Three options are under review for controlling neighborhood flooding during heavy rainstorms. All options are expected to be in place for 50 years. The options differ both in cost and damage averted when a heavy rain event occurs. A promise has been made to build one option so ‘doing nothing’ is not a political acceptable alternative. When considering weather driven damage the usual method is to list the level of damage in currency terms and to state the likelihood that the damage will occur in terms of frequency that the weather event will occur. For example, a damage estimate of 500,000 for a twenty year event is interpreted that the event will occur on average once every 20 years or has a probability of 0.05 occurring this year so the expected damage this year is 0.05 times 500,000 which equals 25,000. If an intervention prevented all damage from such an event the benefit would be shown as 25,000 every year. Apply incremental benefit cost analysis to this situation using an interest rate of 7.0% and answer the questions that follow.

Option A B C
Investment 2.4 Million 1.6 Million 4.1 Million
Annual Operating Cost 85,000 92,000 35,000
Annual Benefit 160,000 140,000 290,000
Annual Disbenefit 12,000 1,000 21,000

a. What is the B/C for option A?

b. What is the B/C for option B?

c. What is the B/C for the difference between option B and A?

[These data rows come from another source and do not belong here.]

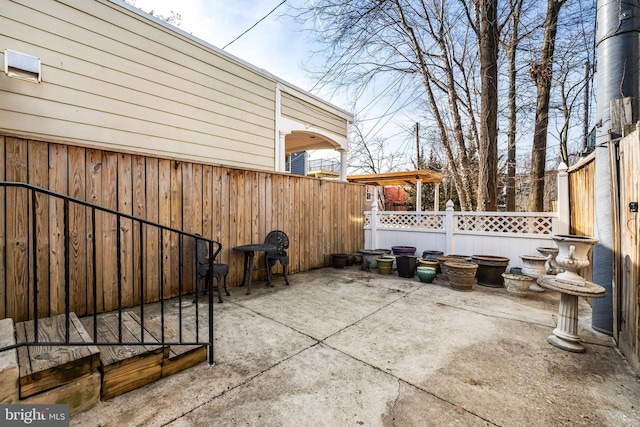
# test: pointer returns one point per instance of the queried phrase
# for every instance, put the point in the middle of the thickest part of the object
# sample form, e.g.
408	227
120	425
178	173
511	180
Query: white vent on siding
22	66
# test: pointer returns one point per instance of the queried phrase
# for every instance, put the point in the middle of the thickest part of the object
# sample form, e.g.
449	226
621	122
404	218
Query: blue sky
277	44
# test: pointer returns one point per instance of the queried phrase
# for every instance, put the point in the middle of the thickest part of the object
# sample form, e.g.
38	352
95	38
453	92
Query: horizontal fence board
232	206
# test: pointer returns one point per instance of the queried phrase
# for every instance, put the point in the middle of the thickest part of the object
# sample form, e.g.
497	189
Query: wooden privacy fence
231	206
582	196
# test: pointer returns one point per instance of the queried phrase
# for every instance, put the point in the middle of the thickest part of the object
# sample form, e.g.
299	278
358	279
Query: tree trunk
488	147
542	73
511	130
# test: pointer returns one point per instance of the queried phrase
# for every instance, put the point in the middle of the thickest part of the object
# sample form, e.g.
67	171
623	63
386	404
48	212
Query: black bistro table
249	252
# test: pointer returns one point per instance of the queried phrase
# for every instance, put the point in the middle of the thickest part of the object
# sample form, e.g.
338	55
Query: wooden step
46	367
179	357
9	368
125	368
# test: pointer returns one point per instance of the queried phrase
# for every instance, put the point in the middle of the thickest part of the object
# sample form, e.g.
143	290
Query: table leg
250	257
244	270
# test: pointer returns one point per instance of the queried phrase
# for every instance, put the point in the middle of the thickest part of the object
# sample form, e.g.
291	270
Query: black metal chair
280	240
218	271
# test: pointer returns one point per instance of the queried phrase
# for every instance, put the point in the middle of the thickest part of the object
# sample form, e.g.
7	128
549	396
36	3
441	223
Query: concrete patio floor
353	348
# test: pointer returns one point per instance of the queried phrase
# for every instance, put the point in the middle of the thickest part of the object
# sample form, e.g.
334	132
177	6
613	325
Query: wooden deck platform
46	367
121	367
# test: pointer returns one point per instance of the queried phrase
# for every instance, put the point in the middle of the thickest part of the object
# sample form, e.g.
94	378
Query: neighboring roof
398	178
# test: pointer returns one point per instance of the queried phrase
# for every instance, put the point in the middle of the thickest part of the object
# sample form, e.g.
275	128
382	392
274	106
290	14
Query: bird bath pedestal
565	336
572	256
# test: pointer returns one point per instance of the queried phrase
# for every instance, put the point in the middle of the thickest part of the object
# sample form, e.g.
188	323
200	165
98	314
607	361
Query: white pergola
417	178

d. Complete the analysis for all options and based on the analysis, which option is the best public investment?

Solutions

Expert Solution

Please see the table below. Please be guided by the second column titled “Linkage” to understand the mathematics. Y The last row highlighted in yellow is your answer. Figures in parenthesis, if any, mean negative values. All financials are in $.

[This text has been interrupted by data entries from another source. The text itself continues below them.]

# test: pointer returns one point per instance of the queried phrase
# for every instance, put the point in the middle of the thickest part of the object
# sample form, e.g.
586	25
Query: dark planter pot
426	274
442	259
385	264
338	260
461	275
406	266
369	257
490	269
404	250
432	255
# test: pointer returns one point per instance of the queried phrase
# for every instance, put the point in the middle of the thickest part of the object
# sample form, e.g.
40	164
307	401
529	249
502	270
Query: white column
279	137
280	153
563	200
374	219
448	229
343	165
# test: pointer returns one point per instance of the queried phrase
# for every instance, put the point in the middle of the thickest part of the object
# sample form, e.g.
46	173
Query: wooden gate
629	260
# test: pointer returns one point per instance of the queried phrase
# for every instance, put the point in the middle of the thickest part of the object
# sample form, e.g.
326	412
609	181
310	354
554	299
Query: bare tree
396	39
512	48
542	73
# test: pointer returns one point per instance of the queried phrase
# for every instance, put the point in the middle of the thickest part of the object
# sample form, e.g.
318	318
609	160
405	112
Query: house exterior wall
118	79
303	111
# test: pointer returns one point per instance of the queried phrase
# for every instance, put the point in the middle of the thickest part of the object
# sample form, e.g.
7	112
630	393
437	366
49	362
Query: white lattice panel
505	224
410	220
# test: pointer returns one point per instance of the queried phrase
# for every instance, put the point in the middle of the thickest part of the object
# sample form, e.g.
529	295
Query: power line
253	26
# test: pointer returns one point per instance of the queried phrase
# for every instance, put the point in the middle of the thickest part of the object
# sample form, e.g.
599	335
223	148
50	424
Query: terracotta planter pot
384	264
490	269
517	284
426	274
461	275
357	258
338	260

Option Linkage A B C B - A
Investment A       2,400,000     1,600,000         4,100,000            (800,000)
Annual Operating Cost B 85,000 92,000 35,000                  7,000
Annual Benefit C 160,000 140,000 290,000              (20,000)
Annual Disbenefit D 12,000 1,000 21,000              (11,000)
Net Benefit E = C - D 148,000 139,000 269,000                 (9,000)
Period F 50 50 50 50
Interest rate G 7% 7% 7% 7%
PV of net benefits H = E/G x (1 - (1 + G)^(-F))       2,042,510     1,918,304         3,712,401            (124,207)
PV of costs I = B/G x (1 - (1 + G)^(-F))+ A       3,573,063     2,869,669         4,583,026            (703,395)
B/C J = H / I        0.571641      0.668476         0.810033            0.176582

You can see the answer of Part (a), (b ) & (c) in the yellow colored row above.

Part (d) Analysis for all the options are shown above. Based on B/C ratio, Option C has the highest B/C ratio, even though it's not > 1. Hence, among all the options  available, Option C is the best one.